Attorney phone calls are monitored by ADOC staff, tape recorded and limited to 15 minutes. All outgoing legal mail must be provided to ADOC staff who shall inspect it before it is sealed. Legal mail will not be censored, "but staff is [sic] not prohibited from reading such documents to the extent necessary to establish the absence of contraband."

"The Lewis v. Casey decision does not address attorney-client communications," according to ACLU-NPP staff attorney Marjorie Rifkin. "Legal mail in Arizona prisons is governed by the court order in Hook v. Arizona. Neither the Hook order nor prevailing case law authorizes the substantial breach of confidentiality fostered by the new ADOC policy."

Marjorie Rifkin foresees mounting litigation "through individual lawsuits, rather than a consolidation of claims under one class," as Arizona Prisoners experience "actual harm" under the provisions of DO-902. 'The new policy reflects a fundamental distortion of the Supreme Court's ruling," she adds, "and will undoubtedly cost taxpayers more, rather than less."
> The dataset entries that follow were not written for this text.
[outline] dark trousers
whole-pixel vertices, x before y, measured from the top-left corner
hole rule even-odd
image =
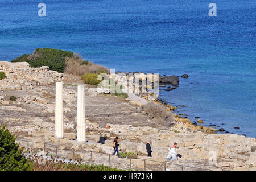
[[[119,156],[119,151],[118,151],[118,148],[116,148],[117,149],[115,149],[115,152],[114,152],[114,154],[113,154],[113,155],[115,155],[115,152],[117,153],[117,155],[118,156],[118,158],[119,158],[120,156]]]
[[[147,152],[147,156],[148,157],[152,157],[151,152]]]

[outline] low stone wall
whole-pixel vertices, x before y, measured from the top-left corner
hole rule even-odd
[[[27,62],[0,61],[0,71],[6,75],[0,80],[0,91],[32,89],[60,81],[63,77],[63,73],[49,70],[49,67],[31,68]]]

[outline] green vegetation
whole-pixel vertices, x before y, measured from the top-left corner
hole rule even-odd
[[[6,78],[6,75],[4,72],[0,72],[0,80]]]
[[[15,96],[13,96],[10,97],[10,101],[16,101],[16,98]]]
[[[85,84],[98,86],[101,82],[101,80],[98,80],[98,75],[97,73],[85,74],[82,76],[82,80]]]
[[[37,48],[30,54],[24,54],[11,62],[27,62],[31,67],[48,66],[59,73],[82,76],[86,73],[109,73],[106,67],[84,60],[76,52],[52,48]]]
[[[32,166],[34,171],[121,171],[117,168],[112,168],[103,164],[79,164],[62,162],[47,162],[45,164],[39,164],[37,162],[33,162]]]
[[[119,155],[120,155],[120,158],[125,158],[126,156],[134,156],[134,155],[137,155],[137,154],[134,152],[119,152]]]
[[[0,126],[0,171],[30,171],[30,162],[21,155],[19,145],[11,133]]]
[[[180,133],[180,131],[175,130],[175,129],[173,129],[172,131],[174,131],[175,133]]]
[[[48,66],[49,69],[63,73],[65,58],[72,57],[73,53],[51,48],[37,48],[30,55],[25,54],[11,62],[28,62],[32,67]]]

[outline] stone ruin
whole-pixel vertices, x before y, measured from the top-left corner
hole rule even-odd
[[[0,80],[0,91],[33,89],[61,81],[63,77],[63,73],[49,70],[49,67],[31,68],[27,62],[0,61],[1,71],[6,78]]]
As Donna Hamm concludes in her memorandum to judge Strand: "Lewis v. Casey was remanded to the trial court with explicit criticism of the original judge for not allowing ADOC to provide a plan for providing reasonable access to the court before it [the trial court] imposed a series of detailed mandates upon prison officials. Left to their own devices, DO-902 is what the ADOC has come up with. We cannot be proud of a system that so readily discards the constitutional right of access to the court for ALL of our citizens in favor of the lip-service provided in Department Order 902."